But for some reason, the Massachusetts DMV wants proof that I can still drive down there. They won't budge on my new license until this mystery is solved. So I get in touch with the folks in North Carolina, they send me the appropriate paperwork, but by this time I'm getting ready to move into a new apartment, there's lots of new job issues, etc etc etc, long story short: procrastination sets in once again. I attempted to get a license again about a year ago. By this time I've let it lapse to the point where I have to take a written exam. I studied like crazy for this thing and finally schlep all the way out to the only DMV office open on weekends that's within access of public transportation (in Watertown). I have my study guide and all the appropriate proof of identification, but by the time I get through the line, I'm informed by the extremely rude and unhelpful clerk that I do not in fact have the correct forms. All the cliches you hear about rude DMV employees are 100 percent accurate, folks. I was practically looking around for Patty and Selma from the Simpsons to creep out of the woodwork.
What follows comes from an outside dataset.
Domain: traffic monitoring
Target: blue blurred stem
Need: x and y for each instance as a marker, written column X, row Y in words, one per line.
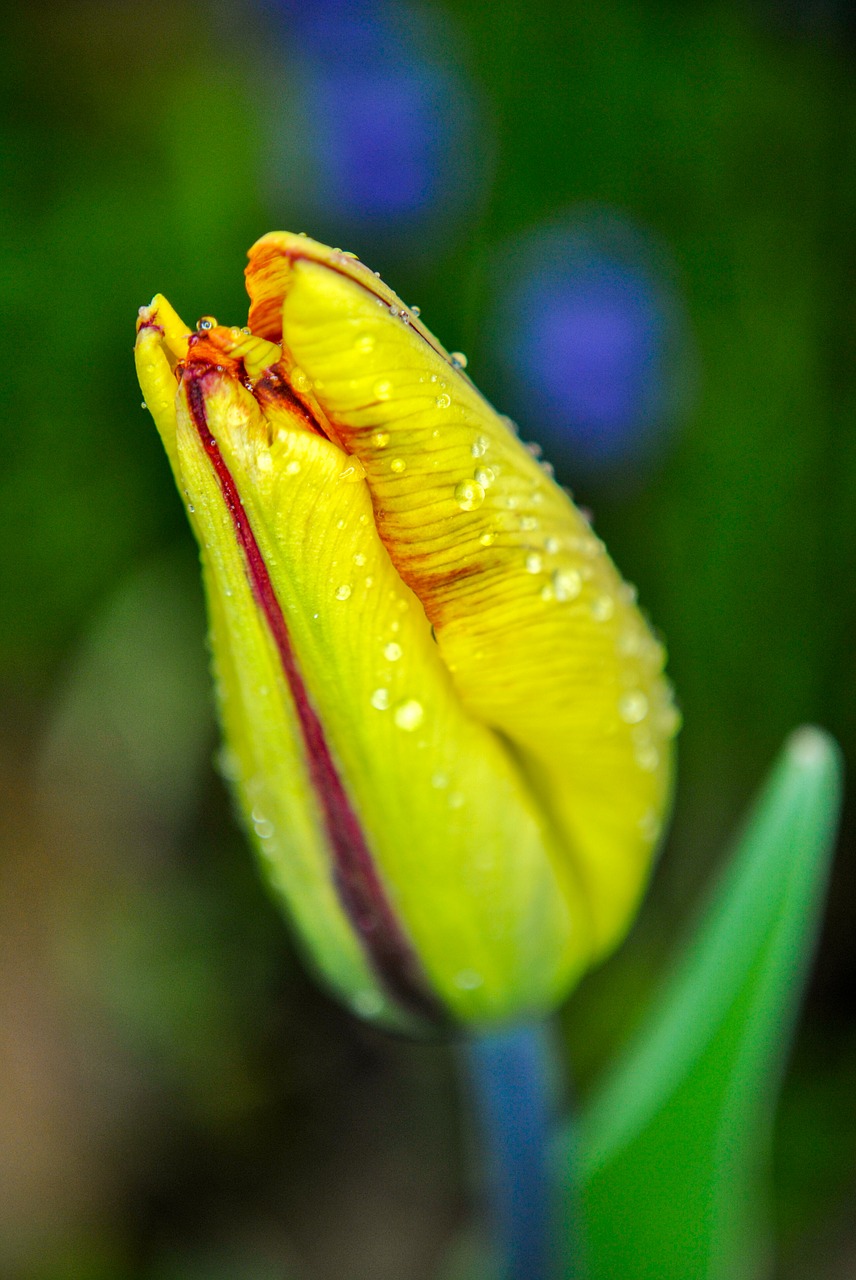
column 509, row 1073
You see, that's the problem. Yes, I'm a procrastinator. Yes, my dependence on public transportation (irony, anyone? ) makes getting this damn thing such a hassle. But every time I manage to make it to the DMV, one more thing goes wrong and my efforts are shattered. This time, I'm going to make it easier. I'm just getting a Massachusetts ID (no license). I'm not going to be driving anytime soon and the standard ID is much easier to obtain (no test, less paperwork, considerably cheaper).
All I have to do now is find my social security card (I think it's still around here somewhere) and get the ball rolling once again. Although I have to admit it's kind of interesting not having any valid identification. It's like I'm the center of some twisted psychological thriller. "This is Chris Ingalls. He has no identity.